Sadiq Khan is a working class former human rights lawyer and left-winger. Despite facing a vicious Islamophobic Tory campaign, aided and abetted by the Conservative-supporting press, he won an overwhelming victory in a battle many on his own side assumed he couldn't win.

As a result he is now Labour's most electorally successful senior politician and has higher approval ratings in London than even his Conservative predecessor Boris Johnson. In a political environment which looks almost universally grim for Labour, Khan is a rare success.

You would think that under these circumstances he would be hugely popular among Labour activists and party members. At the very least you would expect his views to be listened to with respect.

And yet when Khan came out over the weekend to endorse Owen Smith in the upcoming Labour leadership election, he was immediately derided as a "traitor," and "stooge". Corbyn supporters attacked him for "betraying" them with some accusing him of secretly being in the pay of "zionists," unnamed "wealthy donors" and Rupert Murdoch.

By the time his name was mentioned at a rally for Jeremy Corbyn last night, it was greeted with a wave of boos from thousands of supporters of the Labour leader. Khan, who just months ago achieved the party's biggest electoral success in over a decade, is now treated as a traitor and pariah. His name is as welcome to the ears of Corbyn's supporters as that of David Cameron or Margaret Thatcher.

For anyone on the outside of the party it is difficult to comprehend how Labour has got itself into this position. How can it be that a party which until relatively recently appeared determined to get back into government, can now treat their most electorally successful senior member in such a way?

But when you look at Corbyn's continued popularity among party members, it suddenly becomes far less remarkable. The key thing to understand is that for many of the hundreds of thousands of new Labour members, being electorally successful is not their main concern. Corbyn is not popular among Labour members because they believe he is likely to win an election, but because he is "principled" and sticks to his views regardless of whether they are popular. For these people, electability may be desirable but it is not their priority. And for many others in Corbyn's camp, who accuse previous Labour leaders of "selling out to Middle England," electability is in fact undesirable altogether. For these most hardcore Corbyn supporters, the fact that Khan won a major election isn't a mark in his favour. It's a mark of suspicion and betrayal.

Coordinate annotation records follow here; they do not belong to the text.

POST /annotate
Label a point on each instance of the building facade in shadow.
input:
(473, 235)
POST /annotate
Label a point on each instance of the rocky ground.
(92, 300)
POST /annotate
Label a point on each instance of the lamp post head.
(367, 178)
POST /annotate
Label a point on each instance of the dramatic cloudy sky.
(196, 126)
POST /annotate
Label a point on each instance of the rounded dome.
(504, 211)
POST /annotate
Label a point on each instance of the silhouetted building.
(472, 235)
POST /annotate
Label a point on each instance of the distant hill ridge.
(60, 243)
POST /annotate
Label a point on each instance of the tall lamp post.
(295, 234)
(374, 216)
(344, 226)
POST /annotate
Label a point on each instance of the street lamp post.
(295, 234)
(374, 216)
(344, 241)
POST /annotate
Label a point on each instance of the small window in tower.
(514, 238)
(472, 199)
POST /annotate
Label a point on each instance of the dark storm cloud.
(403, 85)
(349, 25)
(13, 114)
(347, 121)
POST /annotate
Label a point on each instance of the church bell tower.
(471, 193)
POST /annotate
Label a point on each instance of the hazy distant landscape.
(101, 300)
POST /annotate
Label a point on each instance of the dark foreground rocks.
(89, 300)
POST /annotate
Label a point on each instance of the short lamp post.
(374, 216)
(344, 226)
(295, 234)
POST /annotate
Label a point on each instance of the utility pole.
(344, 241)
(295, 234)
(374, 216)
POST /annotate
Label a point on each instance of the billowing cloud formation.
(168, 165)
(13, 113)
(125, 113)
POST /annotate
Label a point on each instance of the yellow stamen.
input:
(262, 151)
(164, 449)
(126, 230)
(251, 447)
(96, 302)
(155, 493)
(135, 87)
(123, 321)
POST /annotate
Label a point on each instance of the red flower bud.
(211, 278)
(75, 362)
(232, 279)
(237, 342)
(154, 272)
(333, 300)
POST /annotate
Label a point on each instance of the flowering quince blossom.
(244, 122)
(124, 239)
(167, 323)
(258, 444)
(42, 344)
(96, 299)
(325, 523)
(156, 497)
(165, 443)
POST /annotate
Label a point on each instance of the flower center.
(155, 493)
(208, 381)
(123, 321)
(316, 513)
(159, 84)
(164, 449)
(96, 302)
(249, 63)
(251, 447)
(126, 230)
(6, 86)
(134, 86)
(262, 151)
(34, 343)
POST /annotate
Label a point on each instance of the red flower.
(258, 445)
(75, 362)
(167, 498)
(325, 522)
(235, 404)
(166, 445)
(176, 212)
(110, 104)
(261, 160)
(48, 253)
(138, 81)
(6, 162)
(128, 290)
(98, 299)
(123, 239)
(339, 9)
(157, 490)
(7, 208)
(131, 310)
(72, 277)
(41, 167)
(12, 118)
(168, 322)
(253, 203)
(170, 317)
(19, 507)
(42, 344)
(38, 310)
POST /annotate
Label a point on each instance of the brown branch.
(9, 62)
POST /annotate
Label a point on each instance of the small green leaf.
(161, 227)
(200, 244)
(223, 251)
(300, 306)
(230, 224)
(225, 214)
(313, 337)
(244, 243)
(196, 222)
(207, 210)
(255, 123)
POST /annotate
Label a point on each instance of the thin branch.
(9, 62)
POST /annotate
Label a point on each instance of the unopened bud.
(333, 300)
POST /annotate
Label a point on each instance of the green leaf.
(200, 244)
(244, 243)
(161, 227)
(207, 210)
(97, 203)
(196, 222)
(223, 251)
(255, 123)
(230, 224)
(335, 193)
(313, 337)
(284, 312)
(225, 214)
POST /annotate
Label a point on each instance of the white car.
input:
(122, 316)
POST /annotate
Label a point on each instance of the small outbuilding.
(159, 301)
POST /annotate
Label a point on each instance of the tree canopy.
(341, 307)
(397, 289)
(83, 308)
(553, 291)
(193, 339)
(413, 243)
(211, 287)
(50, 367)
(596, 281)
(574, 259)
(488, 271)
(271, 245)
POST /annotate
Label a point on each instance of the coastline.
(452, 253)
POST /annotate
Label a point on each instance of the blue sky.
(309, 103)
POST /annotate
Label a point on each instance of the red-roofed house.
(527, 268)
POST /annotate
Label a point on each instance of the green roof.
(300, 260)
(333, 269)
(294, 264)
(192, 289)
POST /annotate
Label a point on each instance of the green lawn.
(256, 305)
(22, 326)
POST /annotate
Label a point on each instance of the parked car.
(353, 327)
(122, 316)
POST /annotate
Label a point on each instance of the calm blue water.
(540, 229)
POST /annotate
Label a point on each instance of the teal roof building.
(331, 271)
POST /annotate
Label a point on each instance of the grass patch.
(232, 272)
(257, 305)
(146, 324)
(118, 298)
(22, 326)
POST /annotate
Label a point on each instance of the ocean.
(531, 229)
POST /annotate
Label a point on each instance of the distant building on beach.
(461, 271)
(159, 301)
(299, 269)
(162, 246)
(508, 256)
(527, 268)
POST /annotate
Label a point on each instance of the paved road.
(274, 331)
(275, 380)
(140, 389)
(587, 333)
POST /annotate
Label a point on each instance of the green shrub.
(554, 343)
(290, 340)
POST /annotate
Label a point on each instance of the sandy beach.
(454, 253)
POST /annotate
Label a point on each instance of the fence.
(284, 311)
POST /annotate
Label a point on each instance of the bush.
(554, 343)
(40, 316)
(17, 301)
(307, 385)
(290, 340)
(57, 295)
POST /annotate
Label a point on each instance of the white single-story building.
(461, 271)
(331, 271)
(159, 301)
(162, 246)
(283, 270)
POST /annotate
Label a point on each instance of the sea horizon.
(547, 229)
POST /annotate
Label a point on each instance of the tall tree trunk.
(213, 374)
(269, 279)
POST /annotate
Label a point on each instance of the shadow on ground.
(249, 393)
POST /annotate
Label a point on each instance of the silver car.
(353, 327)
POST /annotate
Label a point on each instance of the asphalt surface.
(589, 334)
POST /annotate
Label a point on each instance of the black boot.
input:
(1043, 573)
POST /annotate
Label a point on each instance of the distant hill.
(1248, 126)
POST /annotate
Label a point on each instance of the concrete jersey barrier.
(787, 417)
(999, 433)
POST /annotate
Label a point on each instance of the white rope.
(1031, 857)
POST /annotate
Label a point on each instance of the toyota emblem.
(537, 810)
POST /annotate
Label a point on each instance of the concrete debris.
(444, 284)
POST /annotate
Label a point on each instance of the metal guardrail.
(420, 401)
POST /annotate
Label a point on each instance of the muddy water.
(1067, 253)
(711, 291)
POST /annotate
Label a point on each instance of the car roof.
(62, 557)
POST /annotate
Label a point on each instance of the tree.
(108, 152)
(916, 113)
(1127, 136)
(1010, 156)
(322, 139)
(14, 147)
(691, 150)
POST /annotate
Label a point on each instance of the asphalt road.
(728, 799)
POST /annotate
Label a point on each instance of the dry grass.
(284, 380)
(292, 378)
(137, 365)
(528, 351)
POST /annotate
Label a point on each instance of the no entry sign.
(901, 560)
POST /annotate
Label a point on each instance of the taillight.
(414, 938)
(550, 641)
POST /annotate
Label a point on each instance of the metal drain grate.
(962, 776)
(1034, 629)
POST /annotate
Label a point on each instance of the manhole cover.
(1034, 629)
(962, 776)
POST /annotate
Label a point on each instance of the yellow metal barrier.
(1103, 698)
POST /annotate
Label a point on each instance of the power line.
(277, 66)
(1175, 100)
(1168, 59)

Incidentally, there were some attempts over the weekend by Corbyn supporters to claim that Khan's win in London only came because of the Labour leader's popularity in London. Quite how they figured this out is difficult to see given that Corbyn had negative ratings with Londoners in the run up to the election (ratings which have since deteriorated further) whereas Khan remains hugely popular. You might think the fact that Khan spent his entire campaign seeking to distance himself from his leader while the Tories spent their entire campaign trying to link the two men together, might also be a clue as to Corbyn's popularity in the city, but apparently not.

However, with Owen Smith's leadership bid floundering most people within Labour are now turning towards the future after Corbyn is inevitably re-elected.

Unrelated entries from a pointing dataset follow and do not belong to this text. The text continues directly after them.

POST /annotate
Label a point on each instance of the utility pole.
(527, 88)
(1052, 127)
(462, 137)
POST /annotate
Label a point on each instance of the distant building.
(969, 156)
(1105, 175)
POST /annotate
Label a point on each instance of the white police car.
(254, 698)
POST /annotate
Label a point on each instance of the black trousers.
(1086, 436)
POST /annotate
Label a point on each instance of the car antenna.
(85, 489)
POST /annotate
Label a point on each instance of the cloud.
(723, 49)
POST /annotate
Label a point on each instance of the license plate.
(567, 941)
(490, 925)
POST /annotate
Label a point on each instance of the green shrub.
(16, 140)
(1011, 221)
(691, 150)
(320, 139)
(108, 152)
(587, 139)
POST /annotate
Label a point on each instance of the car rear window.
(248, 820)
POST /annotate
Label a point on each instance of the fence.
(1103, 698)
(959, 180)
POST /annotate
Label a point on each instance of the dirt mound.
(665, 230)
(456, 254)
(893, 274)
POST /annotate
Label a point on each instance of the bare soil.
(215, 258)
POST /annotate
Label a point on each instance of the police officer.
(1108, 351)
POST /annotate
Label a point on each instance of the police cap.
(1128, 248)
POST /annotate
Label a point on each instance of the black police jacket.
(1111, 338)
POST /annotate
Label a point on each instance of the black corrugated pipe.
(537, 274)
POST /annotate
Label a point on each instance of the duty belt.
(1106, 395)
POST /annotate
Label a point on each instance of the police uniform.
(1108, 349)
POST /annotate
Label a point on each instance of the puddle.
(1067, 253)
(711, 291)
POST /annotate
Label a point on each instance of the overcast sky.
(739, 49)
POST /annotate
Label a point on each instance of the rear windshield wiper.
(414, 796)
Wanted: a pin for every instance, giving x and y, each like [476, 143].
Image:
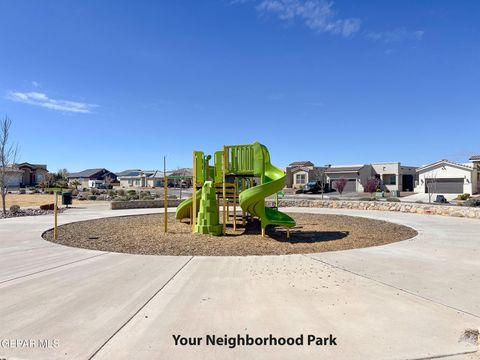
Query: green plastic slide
[273, 180]
[183, 209]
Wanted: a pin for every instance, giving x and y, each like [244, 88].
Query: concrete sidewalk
[406, 300]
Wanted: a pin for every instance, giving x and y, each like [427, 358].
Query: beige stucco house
[448, 177]
[25, 175]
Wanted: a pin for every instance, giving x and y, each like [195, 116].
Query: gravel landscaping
[28, 212]
[143, 234]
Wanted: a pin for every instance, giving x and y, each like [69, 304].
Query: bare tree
[8, 158]
[371, 185]
[340, 185]
[431, 185]
[322, 181]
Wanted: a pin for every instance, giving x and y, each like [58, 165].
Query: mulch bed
[144, 234]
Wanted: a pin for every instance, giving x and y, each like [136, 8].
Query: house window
[389, 179]
[300, 178]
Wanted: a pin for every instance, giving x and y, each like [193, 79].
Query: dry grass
[29, 200]
[144, 234]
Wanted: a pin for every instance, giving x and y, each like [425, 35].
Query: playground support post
[243, 212]
[165, 194]
[55, 216]
[235, 205]
[194, 192]
[224, 190]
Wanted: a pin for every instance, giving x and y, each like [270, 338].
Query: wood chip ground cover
[143, 234]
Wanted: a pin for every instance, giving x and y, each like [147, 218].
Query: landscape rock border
[429, 209]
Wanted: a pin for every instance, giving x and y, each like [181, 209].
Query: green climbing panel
[208, 218]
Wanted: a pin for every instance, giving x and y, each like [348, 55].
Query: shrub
[14, 209]
[47, 207]
[102, 197]
[340, 185]
[471, 203]
[372, 185]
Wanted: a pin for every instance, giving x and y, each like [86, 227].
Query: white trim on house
[466, 176]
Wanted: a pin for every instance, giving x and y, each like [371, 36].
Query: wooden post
[224, 190]
[55, 215]
[165, 195]
[194, 193]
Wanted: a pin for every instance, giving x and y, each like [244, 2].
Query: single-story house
[91, 178]
[392, 175]
[449, 177]
[25, 175]
[356, 176]
[395, 176]
[142, 178]
[299, 173]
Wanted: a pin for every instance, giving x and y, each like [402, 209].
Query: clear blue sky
[118, 84]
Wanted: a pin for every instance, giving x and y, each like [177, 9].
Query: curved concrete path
[407, 300]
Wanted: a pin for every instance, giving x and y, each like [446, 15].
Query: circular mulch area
[144, 234]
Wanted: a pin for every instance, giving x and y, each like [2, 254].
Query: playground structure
[241, 174]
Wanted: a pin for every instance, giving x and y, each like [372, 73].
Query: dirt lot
[144, 234]
[29, 200]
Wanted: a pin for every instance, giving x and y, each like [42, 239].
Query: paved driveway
[407, 300]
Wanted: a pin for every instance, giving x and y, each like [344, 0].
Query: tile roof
[340, 169]
[301, 163]
[445, 161]
[85, 173]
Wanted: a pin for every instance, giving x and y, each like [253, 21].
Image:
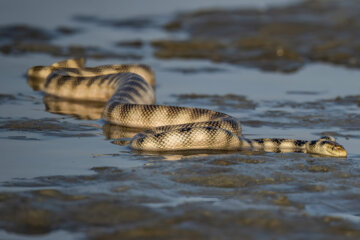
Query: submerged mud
[275, 39]
[214, 200]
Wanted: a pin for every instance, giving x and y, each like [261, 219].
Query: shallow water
[60, 176]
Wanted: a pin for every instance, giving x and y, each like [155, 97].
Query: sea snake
[128, 91]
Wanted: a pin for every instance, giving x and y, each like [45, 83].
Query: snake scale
[128, 91]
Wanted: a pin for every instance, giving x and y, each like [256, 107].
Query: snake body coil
[128, 91]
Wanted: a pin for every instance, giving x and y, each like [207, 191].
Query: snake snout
[335, 149]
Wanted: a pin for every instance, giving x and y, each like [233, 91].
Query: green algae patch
[282, 38]
[108, 212]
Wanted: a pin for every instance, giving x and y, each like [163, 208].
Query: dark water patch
[224, 180]
[65, 51]
[130, 44]
[4, 98]
[134, 23]
[48, 126]
[196, 70]
[228, 100]
[24, 138]
[22, 33]
[275, 39]
[102, 174]
[303, 92]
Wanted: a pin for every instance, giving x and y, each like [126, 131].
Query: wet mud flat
[194, 195]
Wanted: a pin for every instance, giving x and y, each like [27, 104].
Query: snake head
[332, 148]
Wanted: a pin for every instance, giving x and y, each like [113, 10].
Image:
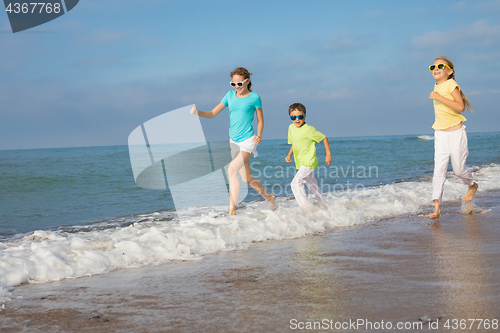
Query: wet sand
[395, 270]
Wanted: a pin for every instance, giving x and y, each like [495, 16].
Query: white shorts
[249, 145]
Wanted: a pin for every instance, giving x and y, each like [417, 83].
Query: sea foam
[45, 255]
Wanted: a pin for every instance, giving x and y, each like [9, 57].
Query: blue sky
[91, 76]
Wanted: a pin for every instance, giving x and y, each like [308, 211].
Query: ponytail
[452, 76]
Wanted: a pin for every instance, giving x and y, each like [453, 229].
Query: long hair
[452, 76]
[243, 72]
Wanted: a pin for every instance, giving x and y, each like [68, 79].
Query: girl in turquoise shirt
[243, 103]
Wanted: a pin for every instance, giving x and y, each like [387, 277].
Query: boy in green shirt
[303, 138]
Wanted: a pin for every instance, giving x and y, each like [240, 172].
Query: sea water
[73, 212]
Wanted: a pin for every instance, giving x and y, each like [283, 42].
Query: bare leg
[437, 211]
[470, 193]
[241, 164]
[246, 176]
[234, 182]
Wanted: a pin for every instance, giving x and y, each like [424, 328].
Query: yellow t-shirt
[446, 117]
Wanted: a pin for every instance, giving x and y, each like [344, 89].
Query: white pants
[249, 145]
[305, 176]
[450, 145]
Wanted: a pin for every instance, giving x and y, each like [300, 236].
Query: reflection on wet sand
[463, 266]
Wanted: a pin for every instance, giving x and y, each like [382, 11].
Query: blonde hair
[242, 72]
[452, 76]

In his piece at the weekend Khan wrote that the party must reunite:

"No matter who wins the leadership contest, the Labour party must ultimately unite again, oppose this new Tory government and provide a vision to the British public of how a Labour government would improve their lives," he told readers of the Observer.

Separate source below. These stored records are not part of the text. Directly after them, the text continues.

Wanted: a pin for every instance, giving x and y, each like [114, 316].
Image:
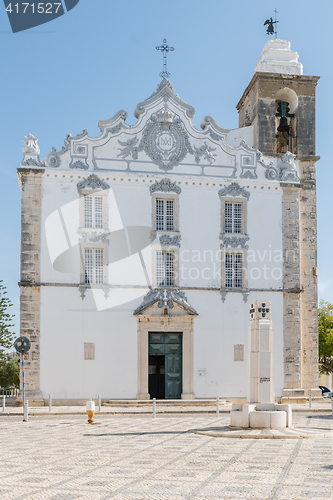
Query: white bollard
[26, 412]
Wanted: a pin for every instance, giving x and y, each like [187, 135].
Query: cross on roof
[165, 49]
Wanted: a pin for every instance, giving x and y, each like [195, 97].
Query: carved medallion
[165, 140]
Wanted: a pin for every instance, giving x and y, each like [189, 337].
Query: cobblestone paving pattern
[135, 457]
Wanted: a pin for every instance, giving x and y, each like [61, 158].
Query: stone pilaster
[292, 334]
[31, 189]
[308, 275]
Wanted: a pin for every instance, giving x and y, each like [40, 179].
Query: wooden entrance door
[165, 365]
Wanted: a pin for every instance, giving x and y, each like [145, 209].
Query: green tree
[6, 323]
[325, 331]
[10, 373]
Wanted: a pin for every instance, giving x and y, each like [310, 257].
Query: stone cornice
[276, 77]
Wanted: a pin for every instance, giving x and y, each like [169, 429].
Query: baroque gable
[164, 140]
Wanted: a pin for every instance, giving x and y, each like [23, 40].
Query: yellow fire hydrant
[90, 410]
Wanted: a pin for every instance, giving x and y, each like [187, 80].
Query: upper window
[165, 268]
[233, 217]
[93, 266]
[164, 214]
[93, 211]
[233, 270]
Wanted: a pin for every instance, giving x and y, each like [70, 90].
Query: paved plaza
[136, 457]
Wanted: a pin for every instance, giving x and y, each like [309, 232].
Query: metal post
[26, 412]
[23, 386]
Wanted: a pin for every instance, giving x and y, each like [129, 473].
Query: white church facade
[143, 248]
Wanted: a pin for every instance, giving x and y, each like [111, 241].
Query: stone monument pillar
[260, 370]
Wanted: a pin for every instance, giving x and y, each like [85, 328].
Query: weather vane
[270, 28]
[165, 49]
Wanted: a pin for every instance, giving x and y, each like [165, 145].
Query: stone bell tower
[279, 103]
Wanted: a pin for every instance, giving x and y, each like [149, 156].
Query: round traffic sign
[22, 345]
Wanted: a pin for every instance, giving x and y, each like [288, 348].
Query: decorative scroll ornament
[79, 164]
[234, 189]
[165, 298]
[165, 186]
[234, 241]
[92, 182]
[53, 159]
[205, 151]
[129, 148]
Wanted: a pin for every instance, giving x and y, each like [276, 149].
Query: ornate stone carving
[30, 152]
[129, 148]
[31, 162]
[30, 145]
[79, 164]
[205, 151]
[165, 186]
[93, 237]
[165, 298]
[234, 189]
[165, 143]
[248, 164]
[52, 159]
[234, 241]
[92, 182]
[166, 239]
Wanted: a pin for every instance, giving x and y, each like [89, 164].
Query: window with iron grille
[164, 215]
[232, 217]
[93, 266]
[164, 268]
[233, 270]
[93, 211]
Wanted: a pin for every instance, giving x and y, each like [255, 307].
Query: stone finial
[30, 145]
[30, 152]
[277, 57]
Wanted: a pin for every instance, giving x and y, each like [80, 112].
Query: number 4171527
[32, 8]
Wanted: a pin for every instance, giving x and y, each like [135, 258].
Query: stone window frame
[105, 210]
[99, 245]
[92, 232]
[224, 252]
[234, 199]
[165, 196]
[156, 246]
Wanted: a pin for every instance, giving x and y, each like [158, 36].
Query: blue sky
[100, 57]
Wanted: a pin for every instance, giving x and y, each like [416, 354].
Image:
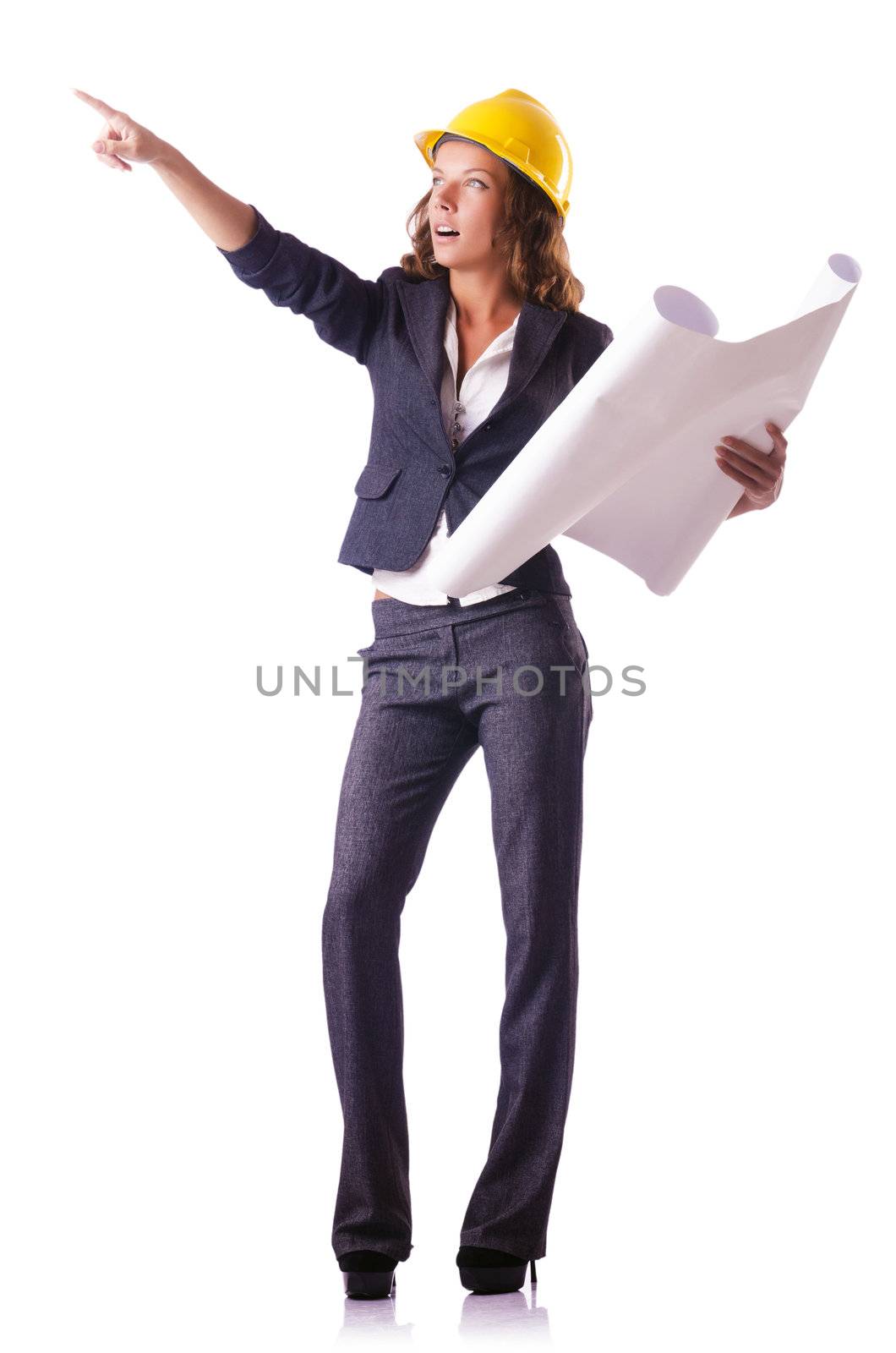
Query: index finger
[96, 103]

"Talk of a split or a new party is deeply irresponsible and would make it easier for the Tories to win again," he added.

Yet whether or not Labour members talk of a split seems increasingly irrelevant. The reaction to Khan's endorsement of Smith shows that the split has already happened. The party is now permanently divided between two wings, one of which cares about winning elections and being in government and another which sees those things as being at best a lesser concern, or at worst to be actively avoided.

As long as Corbyn remains leader it seems impossible that these two wings can come back together again. The only question now becomes whether the defeated wing will continue to stick around.